Back to all posts
Systems Design | Data12 min read

AI Systems: The Data Debt in Biotech

I spend less time thinking about AI directly and more about the data. Specifically, the data issues that plague me day and night within biotech and BSD (Biosolution Designs).

Everyone is obsessed with the model architecture, but look at the foundation we are building on. Papers have an insanely low replicability rate... and that's just based on the tiny fraction that have an attempted reproduction. Within gene and cell therapy, the data collected is often filtered in any number of semi-arbitrary ways. There are multiple sites dedicated to doing just that: curating some specific subset in their own specific way, creating silos of data that are then combined and filtered ad nauseam.

Oh, and the original source files hosted on a seemingly reputable university site from 2014? 404 Not Found.

Then there’s the GenBank flatfile. Unless it’s coming directly from NCBI, it’s probably outside of their spec. I know for BSD, it doesn’t have the capability to hold the necessary information we need, so we end up with a bastardized version of the format.

Luckily for us, it’s always internal and never meant to be shared, and we are figuring out ways to ditch it. But grabbing a file from the wild? Good luck ensuring your program imports it correctly. Or worse, it might import just fine; you make a few edits, export to a different program, and suddenly the file is all wonky. Was the export program wrong? The importing one? Who knows. The data integrity is broken.

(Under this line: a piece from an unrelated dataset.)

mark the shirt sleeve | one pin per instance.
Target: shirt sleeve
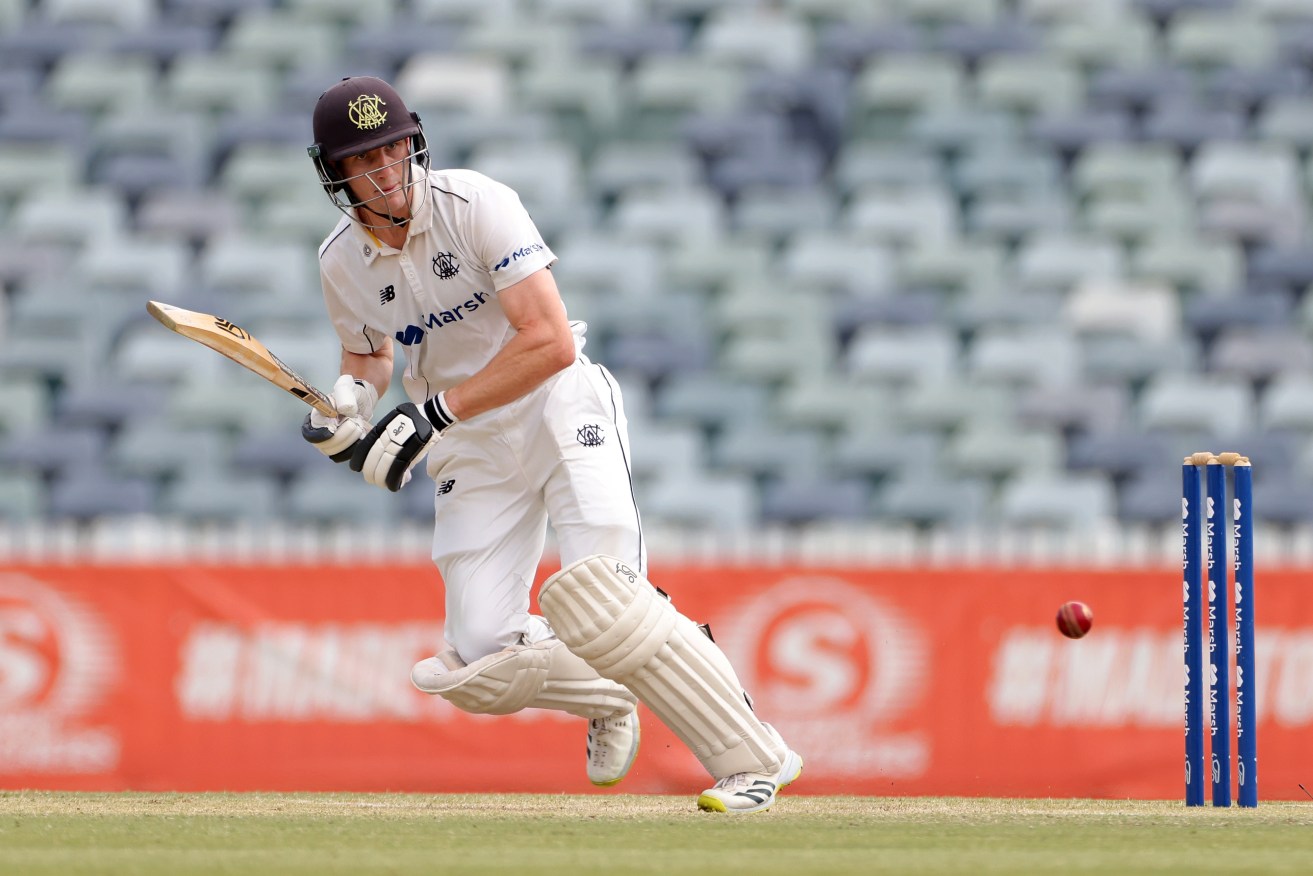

Just write it all out again in the new program or have a custom script to fix the file between programs, and have a system to reannotate, etc. Then do it all again when you get sequencing results back.

Oh, and you want to combine some data from Uniprot and Reactome and and and... Time for a new script and get ready to transform that data.

In comes current AI solutions. They will glue together the mess for you. Yet the underlying layer is still bad and in some cases, as we are starting to see now, it just adds another blow to the OSS that these tools rely on. Especially in the life sciences, most tools are made and abandoned after a few years. To get them to work? Install an old version of linux with an old version of python and...

Not to mention ~90% of the time, (in my case) the requirements don't fit any existing tool, OSS or not. Maybe these platforms will vibe code new ones for you. These are mostly scripts,- they don't need to be long running enough where major bugs show... I do like the idea of auditability with pipelines in this fashion, but I am an extremest. I think Data Provenance from generation to pipelines and results should be partially solved at the OS level.

But this data issue is why I find BoP (Bird of Prey Vector Construction) so interesting: the standardization.

It's allowing BSD to build unified software systems and data pipelines for its therapy, manufacturing and product Co's.

I think standardization in vector construction is something other companies will start to put together soon because the value proposition is undeniable. Whatever you build and get results out of, anyone else can build from scratch and replicate it. No translation errors, no "bastardized" file formats, no need to send your DNA somewhere to hold in the small event that someone will actually attempt to reproduce results.

Imagine this: Even your own team can reproduce it when one of your freezers fail... or something get's misplaced... small company problems.

So, what does this mean for AI? It allows a stochastic, (and yes they are probabilistic one way or another), model to be built upon structured, clean data across design, construction and functional blocks. That has been the holy grail for some time.

People like to talk about specific LLMs and experiment with applying GNNs and GANs to biology with what's currently there. And sure, sometimes great stuff comes out. But mostly... not. However, with structured cell-specific data, even simple MLPs (Multilayer Perceptrons. Anyone remember those?) have a massive place in this system.

Without clean data... well, there’s a reason so many AI therapeutic companies fail, and why Eli Lilly seems to be doing it right.